An anonymous reader writes: The field of artificial intelligence is getting hotter by the moment as Google, Facebook, Amazon, Microsoft and other tech companies snap up experts and pour funding into university research. Commercial uses for AI are still limited. Predictive text and Siri, the iPhone's voice-recognition feature, are early manifestations. But AI's potential has exploded as the cost of computing power drops and as the ability to collect and process data soars. Big tech companies like Facebook and Google now vacuum up the huge amount of data that needs to be processed to help machines make "intelligent" decisions. The relationship between tech giants and academia can be difficult to navigate. Some faculty members complain tech companies aren't doing enough in the many collaborative efforts now under way. One big gripe: Companies aren't willing to share the vast data they are able to collect.

7 of 78 comments (clear)

  1. getting a job though is still tough by deodiaus2 · · Score: 4, Insightful

    Getting a job with AI is still limited.
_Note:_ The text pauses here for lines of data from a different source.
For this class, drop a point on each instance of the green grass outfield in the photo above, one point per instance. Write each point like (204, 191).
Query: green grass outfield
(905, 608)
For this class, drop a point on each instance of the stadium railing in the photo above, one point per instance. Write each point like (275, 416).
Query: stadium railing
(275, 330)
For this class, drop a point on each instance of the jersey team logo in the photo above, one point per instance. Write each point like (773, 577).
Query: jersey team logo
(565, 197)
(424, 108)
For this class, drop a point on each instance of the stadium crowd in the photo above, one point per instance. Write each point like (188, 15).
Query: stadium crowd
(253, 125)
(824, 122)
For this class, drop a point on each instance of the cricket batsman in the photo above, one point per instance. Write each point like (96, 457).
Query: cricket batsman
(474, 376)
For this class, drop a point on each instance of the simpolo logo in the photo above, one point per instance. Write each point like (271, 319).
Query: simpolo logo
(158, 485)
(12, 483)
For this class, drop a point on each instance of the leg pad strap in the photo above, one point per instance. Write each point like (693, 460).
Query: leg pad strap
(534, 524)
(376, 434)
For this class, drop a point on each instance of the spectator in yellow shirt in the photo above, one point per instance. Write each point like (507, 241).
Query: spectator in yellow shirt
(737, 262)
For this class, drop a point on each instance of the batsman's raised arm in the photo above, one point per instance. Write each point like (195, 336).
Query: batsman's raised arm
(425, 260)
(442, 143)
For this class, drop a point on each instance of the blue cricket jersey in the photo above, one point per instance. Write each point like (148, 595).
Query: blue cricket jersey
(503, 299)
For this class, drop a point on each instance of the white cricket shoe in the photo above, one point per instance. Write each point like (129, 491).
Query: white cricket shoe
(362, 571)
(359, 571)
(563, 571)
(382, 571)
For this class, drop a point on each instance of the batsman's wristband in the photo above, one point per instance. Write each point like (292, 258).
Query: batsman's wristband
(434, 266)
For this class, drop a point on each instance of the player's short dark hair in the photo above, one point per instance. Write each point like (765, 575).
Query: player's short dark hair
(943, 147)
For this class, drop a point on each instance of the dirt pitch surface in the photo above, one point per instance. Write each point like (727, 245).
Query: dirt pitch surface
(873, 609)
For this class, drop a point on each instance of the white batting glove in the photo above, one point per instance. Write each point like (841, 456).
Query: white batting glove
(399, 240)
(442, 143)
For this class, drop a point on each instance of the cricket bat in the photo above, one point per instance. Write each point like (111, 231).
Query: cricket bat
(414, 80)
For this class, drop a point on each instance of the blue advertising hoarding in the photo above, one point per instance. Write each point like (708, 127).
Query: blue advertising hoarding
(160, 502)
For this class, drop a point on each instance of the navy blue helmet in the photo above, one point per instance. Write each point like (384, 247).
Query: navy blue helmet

Companies don't trust it. Spooky sounding tech scares managers and business decision makers. Better off calling it a statistic driven predictor

  2. Stop calling it AI. by Anonymous Coward · · Score: 0, Insightful

    It's a series of complex rules with some pattern recognition, it's not fucking AI.

    1. Re:Stop calling it AI. by Anonymous Coward · · Score: 4, Insightful

      And what do you think you are? The more I learn about machine learning, the more impressed I am with natural neural networks and the incredible sophistication of the layered methods which are being applied to achieve complex behaviors.

      Also:
      http://www.artificial-intelligence.com/comic/7

    2. Re:Stop calling it AI. by Okian+Warrior · · Score: 4, Insightful

      It's a series of complex rules with some pattern recognition

      That is also a pretty good description of what a brain does.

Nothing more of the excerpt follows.